An etching on the table depicts the metamorphosis of the artist, Brad Downey, into the mythical character Kilroy – from the well-known graffiti tag ‘Kilroy Was Here’ of a bald man’s head (an egg-head) with a large nose peering over a wall. In Downey’s version, Kilroy’s nose grows, Pinocchio-like, even longer and more obviously phallic. Finally, Downey starts mutating into the egg-shaped Humpty Dumpty, who of course fell off a wall. There’s a clear link between Kilroy and Humpty, walls, and the fact that graffiti artists conventionally work on walls. But could there also be a symbolic connection between the broken eggs, the falling off the wall and the money falling to the floor – a comment on failure, perhaps (or Downey’s own artistic anxieties)?

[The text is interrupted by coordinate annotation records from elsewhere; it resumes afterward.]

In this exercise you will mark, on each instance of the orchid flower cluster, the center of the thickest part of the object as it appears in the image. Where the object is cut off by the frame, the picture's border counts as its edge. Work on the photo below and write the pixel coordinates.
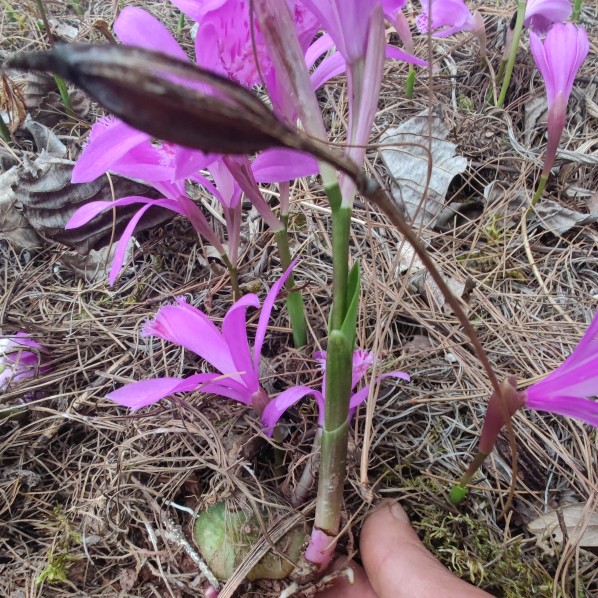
(289, 49)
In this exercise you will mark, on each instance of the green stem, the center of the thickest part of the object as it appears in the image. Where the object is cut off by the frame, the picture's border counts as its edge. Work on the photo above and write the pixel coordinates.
(521, 5)
(410, 82)
(539, 191)
(339, 358)
(4, 131)
(341, 227)
(497, 82)
(64, 93)
(234, 276)
(459, 491)
(333, 464)
(294, 299)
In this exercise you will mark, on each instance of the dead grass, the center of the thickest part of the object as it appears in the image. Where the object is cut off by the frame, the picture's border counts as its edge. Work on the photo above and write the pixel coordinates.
(85, 484)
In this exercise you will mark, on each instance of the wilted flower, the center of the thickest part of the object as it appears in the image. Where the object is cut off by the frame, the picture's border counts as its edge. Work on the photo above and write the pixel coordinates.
(558, 58)
(227, 350)
(20, 358)
(362, 361)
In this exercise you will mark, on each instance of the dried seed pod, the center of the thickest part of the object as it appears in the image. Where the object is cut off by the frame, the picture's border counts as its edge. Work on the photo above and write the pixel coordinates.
(175, 100)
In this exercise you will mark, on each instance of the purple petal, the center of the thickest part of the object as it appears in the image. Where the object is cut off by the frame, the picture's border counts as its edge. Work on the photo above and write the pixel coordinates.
(265, 314)
(330, 67)
(279, 165)
(398, 54)
(362, 361)
(541, 14)
(361, 395)
(195, 10)
(145, 392)
(234, 331)
(123, 242)
(109, 142)
(584, 409)
(90, 210)
(190, 328)
(277, 406)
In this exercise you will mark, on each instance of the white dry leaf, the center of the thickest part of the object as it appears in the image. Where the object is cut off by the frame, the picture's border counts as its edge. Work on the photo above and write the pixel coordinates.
(63, 30)
(558, 219)
(548, 214)
(581, 526)
(535, 118)
(407, 152)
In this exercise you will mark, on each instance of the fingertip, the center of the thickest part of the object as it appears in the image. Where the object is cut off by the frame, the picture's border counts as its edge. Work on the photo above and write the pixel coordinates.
(397, 563)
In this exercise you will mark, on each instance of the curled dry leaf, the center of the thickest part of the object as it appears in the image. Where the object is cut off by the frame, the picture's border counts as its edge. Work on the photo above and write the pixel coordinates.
(421, 279)
(548, 214)
(414, 168)
(581, 525)
(37, 199)
(12, 104)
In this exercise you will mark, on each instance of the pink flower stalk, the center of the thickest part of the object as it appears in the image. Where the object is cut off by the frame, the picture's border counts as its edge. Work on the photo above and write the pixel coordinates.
(541, 14)
(558, 59)
(356, 27)
(20, 357)
(362, 362)
(227, 350)
(565, 391)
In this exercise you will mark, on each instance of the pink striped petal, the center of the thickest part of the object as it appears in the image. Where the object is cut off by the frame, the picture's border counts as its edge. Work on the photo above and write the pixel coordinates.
(110, 140)
(190, 328)
(234, 331)
(265, 314)
(280, 165)
(277, 406)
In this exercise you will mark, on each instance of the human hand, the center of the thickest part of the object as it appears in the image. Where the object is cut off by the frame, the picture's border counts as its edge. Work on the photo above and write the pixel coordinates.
(397, 564)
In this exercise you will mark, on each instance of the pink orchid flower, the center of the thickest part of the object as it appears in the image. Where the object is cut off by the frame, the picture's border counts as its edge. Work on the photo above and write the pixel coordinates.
(362, 361)
(565, 391)
(558, 59)
(20, 357)
(226, 350)
(541, 14)
(115, 146)
(356, 28)
(447, 17)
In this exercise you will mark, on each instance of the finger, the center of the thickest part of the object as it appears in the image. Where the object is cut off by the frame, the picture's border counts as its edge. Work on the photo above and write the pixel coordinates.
(399, 566)
(343, 588)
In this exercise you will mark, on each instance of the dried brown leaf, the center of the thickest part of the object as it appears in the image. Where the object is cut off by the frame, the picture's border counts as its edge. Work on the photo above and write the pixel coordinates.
(12, 103)
(37, 199)
(581, 525)
(408, 160)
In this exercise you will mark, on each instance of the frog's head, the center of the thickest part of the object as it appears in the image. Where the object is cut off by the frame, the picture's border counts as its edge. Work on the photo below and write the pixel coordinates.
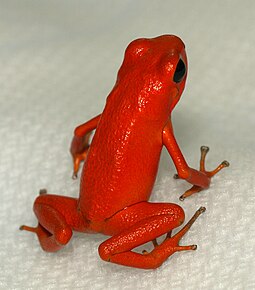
(157, 67)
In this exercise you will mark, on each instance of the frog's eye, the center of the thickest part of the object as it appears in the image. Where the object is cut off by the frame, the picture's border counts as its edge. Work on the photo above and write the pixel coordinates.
(179, 71)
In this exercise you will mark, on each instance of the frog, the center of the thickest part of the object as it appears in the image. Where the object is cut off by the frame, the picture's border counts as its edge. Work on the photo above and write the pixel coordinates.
(121, 164)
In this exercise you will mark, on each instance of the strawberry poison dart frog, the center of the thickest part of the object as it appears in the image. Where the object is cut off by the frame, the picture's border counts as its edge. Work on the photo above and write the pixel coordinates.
(121, 164)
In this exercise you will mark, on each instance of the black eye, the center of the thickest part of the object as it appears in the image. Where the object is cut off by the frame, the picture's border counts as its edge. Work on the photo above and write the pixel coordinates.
(180, 71)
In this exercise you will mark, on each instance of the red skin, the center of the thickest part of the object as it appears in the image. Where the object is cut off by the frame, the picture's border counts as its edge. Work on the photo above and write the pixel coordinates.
(122, 162)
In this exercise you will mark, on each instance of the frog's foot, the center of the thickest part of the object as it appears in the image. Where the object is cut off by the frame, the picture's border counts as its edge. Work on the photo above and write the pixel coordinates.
(77, 160)
(118, 248)
(195, 188)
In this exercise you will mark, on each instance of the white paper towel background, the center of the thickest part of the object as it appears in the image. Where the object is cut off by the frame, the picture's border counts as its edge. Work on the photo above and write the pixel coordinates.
(58, 62)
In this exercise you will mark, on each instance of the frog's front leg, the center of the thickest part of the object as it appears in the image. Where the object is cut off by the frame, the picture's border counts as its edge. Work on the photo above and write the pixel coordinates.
(195, 188)
(80, 142)
(139, 224)
(199, 178)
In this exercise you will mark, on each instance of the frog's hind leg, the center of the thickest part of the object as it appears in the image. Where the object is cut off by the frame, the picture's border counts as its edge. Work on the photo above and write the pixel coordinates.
(57, 218)
(118, 249)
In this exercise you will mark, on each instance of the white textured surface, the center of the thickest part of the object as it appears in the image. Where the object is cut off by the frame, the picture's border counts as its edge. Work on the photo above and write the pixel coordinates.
(58, 61)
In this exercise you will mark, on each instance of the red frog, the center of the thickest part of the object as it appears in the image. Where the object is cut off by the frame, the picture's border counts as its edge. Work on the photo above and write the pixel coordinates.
(121, 163)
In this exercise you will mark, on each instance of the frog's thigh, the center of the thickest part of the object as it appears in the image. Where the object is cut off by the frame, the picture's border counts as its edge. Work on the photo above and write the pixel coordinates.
(131, 215)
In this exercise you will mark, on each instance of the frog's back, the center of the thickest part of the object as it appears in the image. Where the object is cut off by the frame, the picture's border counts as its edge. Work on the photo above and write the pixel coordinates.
(123, 158)
(122, 162)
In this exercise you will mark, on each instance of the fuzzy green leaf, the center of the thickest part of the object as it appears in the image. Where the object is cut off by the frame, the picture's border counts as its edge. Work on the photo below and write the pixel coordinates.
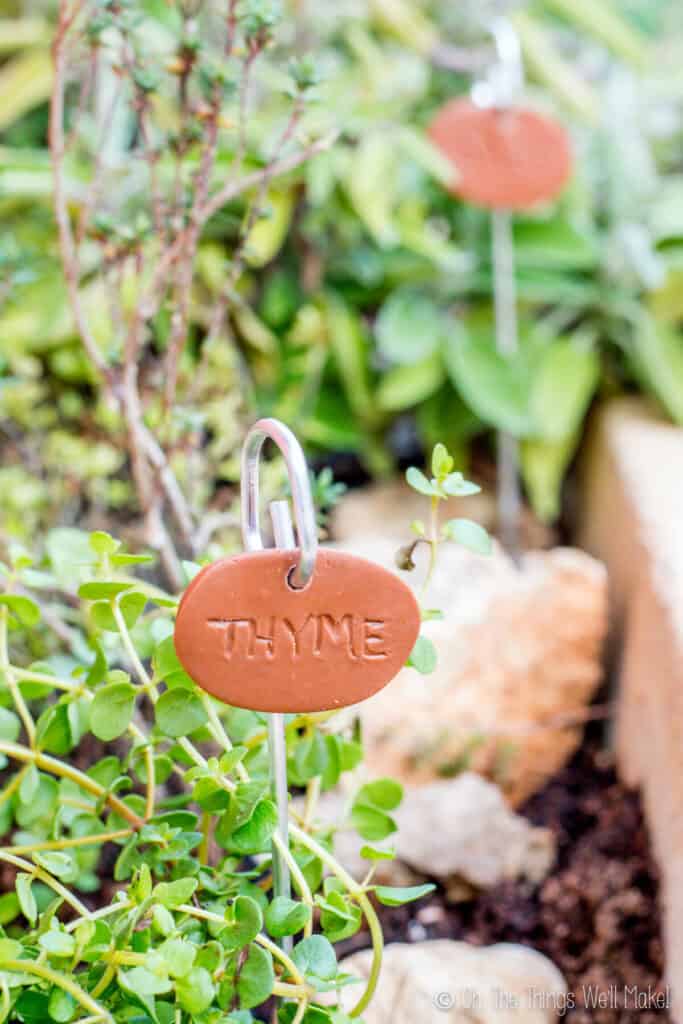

Indeed, an artist – particularly a graffiti artist – is supposed to create a witty persona or alter-ego. Downey’s persona, however, seems to be perpetually in flux, and often returns to childhood nostalgia.

The Kilroy tag apparently has its origins in the Second World War, where rumour has it that a military shipyard inspector started writing it on parts of a ship before they were assembled. Whatever the truth, the tag became widespread in the States, turning up in public places everywhere until its popularity began to wane in the 1950s. The tag has special meaning for Downey, whose parents have a military background. The Kilroy tag, then, is an unexpected meeting point for a graffiti artist who often works outside the law, and a family who make a living from enforcing the law. Indeed, Downey’s tag for many years was the simple ‘Brad Downey Was Here’.